This panel examines migration and inequality in Africa and the level of migrants' access to public services from a regional perspective . It focuses on national political forces, experiences of disconnected migrants and private providers of alternative but ordinarily public services.
Geiger and Pecoud (2010) declare 'international migration management has become a popular catchphrase for a wide range of initiatives that aim at renewing the policies pertaining to the cross-border movements of people". In contemporary Africa, such initiatives are directed at curbing the in-flow of 'undesired' migrants, as well as disconnecting and disrupting access to public services to immigrants through carefully crafted regulations. In this context, documented and undocumented migrants adopt and develop alternative or informal initiatives to access such services or provide them themselves. However, economic and political forces of integration are regionally connecting African countries to each other and promoting mobility within the continent. In this vein, the migrants negotiate unequal access to public services in pursuit of their wellbeing in a regional context characterised by connections and disruptions.

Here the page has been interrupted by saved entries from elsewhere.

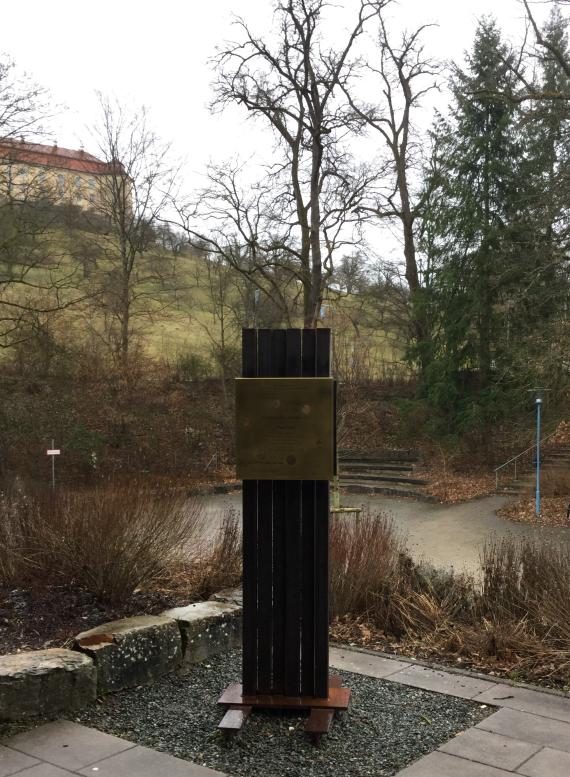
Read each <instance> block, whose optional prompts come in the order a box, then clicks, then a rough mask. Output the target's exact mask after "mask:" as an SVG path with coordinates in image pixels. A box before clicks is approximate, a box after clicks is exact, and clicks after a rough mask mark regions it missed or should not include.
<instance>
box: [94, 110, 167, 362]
mask: <svg viewBox="0 0 570 777" xmlns="http://www.w3.org/2000/svg"><path fill="white" fill-rule="evenodd" d="M99 99H100V106H101V119H100V123H99V124H98V125H97V126H96V127H95V128H94V131H93V134H94V136H95V139H96V141H97V144H98V146H99V154H100V156H101V157H102V158H103V159H104V160H105V162H107V167H108V173H107V174H106V175H104V176H102V177H101V181H100V196H99V197H98V199H97V202H96V203H95V204H94V205H93V207H92V209H91V214H92V216H93V217H94V218H96V219H97V228H96V229H94V230H93V233H92V240H93V241H94V242H95V244H96V247H97V249H98V251H99V255H100V257H101V261H100V272H99V273H98V276H97V278H93V283H95V284H98V288H97V289H96V291H95V294H94V299H95V300H96V304H97V305H98V307H99V309H102V310H103V313H104V315H105V317H106V321H107V324H106V334H107V340H108V341H109V344H110V345H112V347H113V349H114V351H115V354H116V356H117V359H118V361H119V364H120V365H121V367H122V368H123V369H126V368H127V367H128V363H129V351H130V346H131V338H132V334H133V326H134V321H135V318H136V317H137V316H139V315H141V314H145V315H147V316H148V315H149V314H151V313H152V310H153V309H154V311H155V312H156V309H157V301H158V304H159V305H160V304H162V303H161V301H160V294H159V293H157V289H160V286H161V281H162V278H161V274H160V271H159V267H158V262H157V252H159V247H158V241H157V234H156V231H155V228H156V227H157V226H158V225H159V219H160V216H161V214H162V212H163V210H164V208H165V206H166V205H167V203H168V202H170V200H171V197H172V195H173V187H174V182H175V176H176V171H175V169H174V168H173V167H172V166H171V164H170V162H169V161H168V153H169V146H168V145H167V144H164V143H162V142H161V141H160V139H159V138H158V137H157V135H156V134H155V133H154V132H153V130H152V129H151V128H150V127H149V124H148V119H147V115H146V111H145V109H144V108H142V109H141V110H139V111H137V112H129V111H127V110H125V109H124V108H123V107H122V106H121V105H120V103H119V102H118V101H117V100H115V101H113V100H110V99H108V98H107V97H104V96H103V95H100V96H99ZM101 224H103V225H104V226H103V229H101Z"/></svg>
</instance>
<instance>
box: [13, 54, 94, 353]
mask: <svg viewBox="0 0 570 777" xmlns="http://www.w3.org/2000/svg"><path fill="white" fill-rule="evenodd" d="M46 96H47V93H46V91H45V89H43V88H42V87H40V86H38V85H37V84H34V83H32V82H31V81H30V80H29V79H27V78H25V77H24V76H18V74H17V71H16V70H15V66H14V64H13V63H12V62H10V61H8V60H6V59H3V60H0V347H14V346H17V345H19V344H20V343H22V342H23V341H25V340H28V339H30V338H32V337H34V336H37V335H38V334H39V333H40V332H45V331H46V327H47V324H48V321H49V319H50V317H51V316H52V315H53V314H55V313H56V312H57V311H59V310H62V309H63V308H66V307H69V306H71V305H73V304H75V303H77V302H79V301H80V300H81V299H82V298H83V295H82V294H81V293H80V292H78V291H77V288H76V277H75V276H76V273H75V269H74V268H73V267H70V266H68V265H66V263H65V256H64V252H63V251H62V248H61V246H60V245H59V243H58V241H57V239H55V238H54V235H53V225H54V221H55V218H56V214H55V212H54V209H53V202H52V201H51V199H50V196H49V191H47V190H46V187H45V182H44V175H43V174H42V171H41V170H40V169H39V168H38V167H35V166H34V165H33V164H29V158H31V156H32V154H31V150H33V146H30V145H29V144H28V143H27V142H25V138H24V135H31V136H32V137H34V136H36V137H37V136H38V135H41V134H42V132H43V129H42V121H44V120H45V119H46V118H47V108H46V105H45V100H46Z"/></svg>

Against this backdrop, this panel seeks to examine migration and inequality in Africa from three perspectives: 1. Experiences of African migrants that purchase alternative, or informally gain access to, such services. 2. Whether and how private providers of alternative services influence the connection or disconnection of African migrants to/from accessing public services in host countries. 3. The future of political forces that are driving the connection or disconnection of African migrants from accessing such services in the context of regional integration. Papers in the panel will examine these issues from health, education, livelihood, housing,among other social perspectives.